On appeal, Mr. Westmoreland does not dispute the factual underpinnings of the Board’s findings. Instead, Mr. Westmoreland asserts that the Board failed to address his allegations of disability discrimination due to his diabetes. Further, Mr. Westmoreland alleges that the Board did not consider the agency’s retaliation to his whistleblowing activities as the reason for his removal. As noted above, however, Mr. Westmoreland has executed a stipulation clearly indicating that he has waived “[a]ny and all other issues raised ... in any other pleading, motion, or petition whatsoever.” Accordingly, Mr. Westmoreland has abandoned his ability to challenge the Board’s determination on these issues.

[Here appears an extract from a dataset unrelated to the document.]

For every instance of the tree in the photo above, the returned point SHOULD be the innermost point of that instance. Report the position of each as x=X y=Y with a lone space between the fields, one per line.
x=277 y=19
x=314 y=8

Moreover, even if the stipulation did not apply, the administrative judge fully evaluated his allegation of disability discrimination, giving all reasonable inferences in favor of Mr. Westmoreland. The Board found that Mr. Westmoreland had not established that his disability was related to the fact that he was AWOL on three occasions. Furthermore, the administrative judge fully evaluated evidence of Mr. Westmoreland’s retaliation claim and properly concluded that the agency would have removed Mr. Westmoreland absent any protected disclosures. 5 U.S.C. § 1221(e)(2) (1994); Clark v. Dep’t of Army, 997 F.2d 1466, 1469-70 (Fed.Cir.1993) (noting that an agency can refute allegation of reprisal for whistleblowing activities by proving by clear and convincing evidence that it would have taken the same personnel action in the absence of any protected disclosure).

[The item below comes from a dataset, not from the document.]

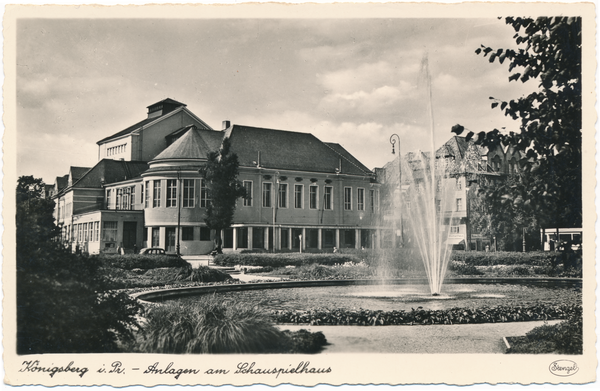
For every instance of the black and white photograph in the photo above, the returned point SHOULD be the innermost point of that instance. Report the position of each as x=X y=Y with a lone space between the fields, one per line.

Mr. Westmoreland also alleges that the Board should have applied a grant of sick leave under 5 C.F.R. § 630.410 to his situation. In support of his allegation, Mr. Westmoreland cites to this court’s holding in Wade v. Dep’t of the Navy, 829 F.2d 1106 (Fed.Cir.1987). Mr. Westmoreland’s reliance on this case, however, is misplaced. Unlike Mr. Westmoreland, the petitioner in Wade produced overwhelming evidence from several doctors who found that on the days the petitioner was absent “he was ill with cancer, recurring urinary infections, prostatitis, and pancreatitis, among other ailments.” Id. at 1107. In contrast, the only evidence in support of Mr. Westmoreland’s assertion that he was “semi-comatose” from his diabetes on the days in question was his own personal statement. The administrative judge evaluated this testimony and found it unper*872suasive in view of the evidence from opposing counsel that it was highly unlikely that one could slip into a semi-comatose stage and recover without the assistance of medical attention. Accordingly, because the facts in this case are considerably different from Wade, Mr. Westmoreland cannot rely on that holding for his assertion that the Board applied the wrong law.

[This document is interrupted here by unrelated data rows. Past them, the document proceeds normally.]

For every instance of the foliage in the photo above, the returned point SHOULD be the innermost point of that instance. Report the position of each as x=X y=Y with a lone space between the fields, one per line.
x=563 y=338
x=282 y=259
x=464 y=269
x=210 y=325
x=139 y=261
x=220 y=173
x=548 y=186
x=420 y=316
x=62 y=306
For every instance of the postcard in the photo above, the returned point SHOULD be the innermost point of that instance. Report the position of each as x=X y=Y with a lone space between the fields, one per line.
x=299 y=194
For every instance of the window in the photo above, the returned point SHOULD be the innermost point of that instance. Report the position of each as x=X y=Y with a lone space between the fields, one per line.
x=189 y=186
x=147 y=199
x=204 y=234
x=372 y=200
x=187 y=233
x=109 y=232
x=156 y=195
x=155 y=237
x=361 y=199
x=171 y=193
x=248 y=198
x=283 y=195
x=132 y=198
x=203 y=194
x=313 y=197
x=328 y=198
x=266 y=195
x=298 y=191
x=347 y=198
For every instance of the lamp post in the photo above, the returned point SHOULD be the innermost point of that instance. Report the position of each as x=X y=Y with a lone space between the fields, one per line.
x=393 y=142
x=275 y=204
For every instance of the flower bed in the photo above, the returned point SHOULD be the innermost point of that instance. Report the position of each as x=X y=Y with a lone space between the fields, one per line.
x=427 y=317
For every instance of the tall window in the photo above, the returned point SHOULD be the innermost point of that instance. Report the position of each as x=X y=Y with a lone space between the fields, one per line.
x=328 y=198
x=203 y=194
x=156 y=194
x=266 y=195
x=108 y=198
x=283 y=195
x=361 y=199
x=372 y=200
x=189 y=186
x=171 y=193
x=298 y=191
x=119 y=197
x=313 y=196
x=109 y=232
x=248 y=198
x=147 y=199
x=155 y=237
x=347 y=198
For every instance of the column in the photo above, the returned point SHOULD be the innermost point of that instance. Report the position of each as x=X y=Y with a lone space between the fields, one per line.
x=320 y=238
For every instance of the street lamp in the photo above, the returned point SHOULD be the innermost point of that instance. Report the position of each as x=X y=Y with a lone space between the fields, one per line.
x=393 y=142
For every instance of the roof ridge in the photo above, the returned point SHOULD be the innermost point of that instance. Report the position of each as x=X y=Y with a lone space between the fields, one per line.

This court has carefully considered Mr. Westmoreland’s remaining arguments, but finds them unpersuasive. Because the Board’s conclusion that Mr. Westmoreland failed to follow proper leave-request procedures, as well as its decision to mitigate the penalty to a 30-days suspension, was not arbitrary, capricious, an abuse of discretion, or otherwise not in accordance with the law, this court affirms.